Starr and the 6th participated in various Indian Campaigns from 1867 to 1869 in Texas. His daughter Jo apparently stayed in Philadelphia as evidenced by a series of letters from January 1866 to January 1870. He described various incidents and events he believed she would find interesting. His last letter in the Missouri Historical collection to his daughter Jo dated August 15, 1870, is reflective of his service. During this period of relative quiet, Colonel Starr retired from the army in December 1870.

==Retirement and legacy==
Returning home to Philadelphia, he participated in the G.A.R. The Grand Army of the Republic was a fraternal organization composed of veterans of the Union Army who had served in the American Civil War. Apparently he was concerned about the loss of his arm and had made an insert for his uniform jacket. To the casual passerby, it appeared as if his arm and hand was present, but limp at his side. His 1870 retirement picture in Philadelphia reflects this.
Colonel Samuel H. Starr, U.S.Army retired, died on November 23, 1891, in Philadelphia, Pennsylvania. He was buried at Arlington National Cemetery, Arlington, Virginia.

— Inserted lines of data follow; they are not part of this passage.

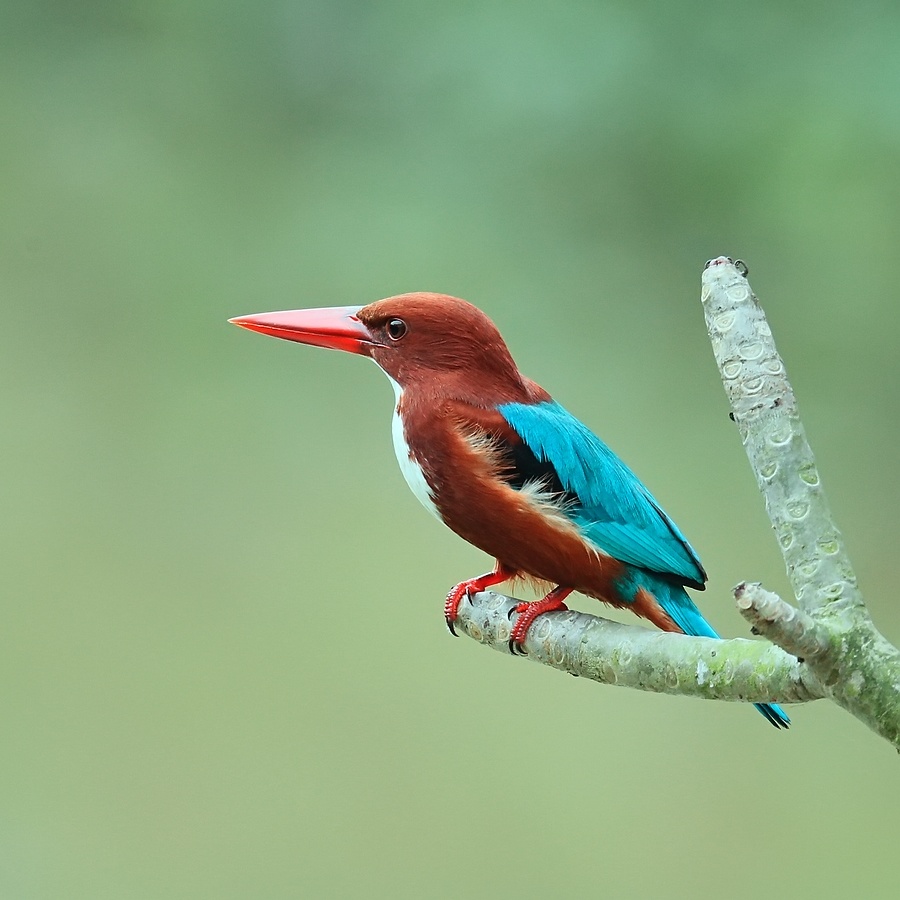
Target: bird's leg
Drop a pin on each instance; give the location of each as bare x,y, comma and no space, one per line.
528,612
473,586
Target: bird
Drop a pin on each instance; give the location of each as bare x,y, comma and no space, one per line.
493,456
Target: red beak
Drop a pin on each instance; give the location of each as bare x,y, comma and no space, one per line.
336,327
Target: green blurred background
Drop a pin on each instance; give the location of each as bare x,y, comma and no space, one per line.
225,672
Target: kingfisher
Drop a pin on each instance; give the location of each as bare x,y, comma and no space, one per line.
489,453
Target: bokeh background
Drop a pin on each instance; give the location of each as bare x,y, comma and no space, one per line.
224,670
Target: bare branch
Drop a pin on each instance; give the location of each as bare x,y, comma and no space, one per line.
765,410
826,648
785,625
633,656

Samuel Starr left a legacy of many letters, correspondence, military papers regarding his service with various military units. This includes notes and comments from his daughters, especially Kate Price. They are part of the Samuel H. Starr Papers, 1846–1904 at the Missouri Historical Society Archives in St. Louis, Missouri.

The collection is arranged into eight series: Personal Correspondence from Samuel Starr to Family, Personal Correspondence to Samuel Starr (includes letters from veterans regarding reunions and veterans' organizations), Military Correspondence of Samuel Starr (Mexican War, the Civil War, and the Sioux Indian expedition), Military Papers of Samuel Starr (includes forms for quartermaster stores, charges against Starr, and lists of casualties. The series also includes three folders of General and Special Orders.), Papers of Other Members of the Starr Family, Papers of William D. Price, Papers of Other Members of the Price Family, and Miscellaneous.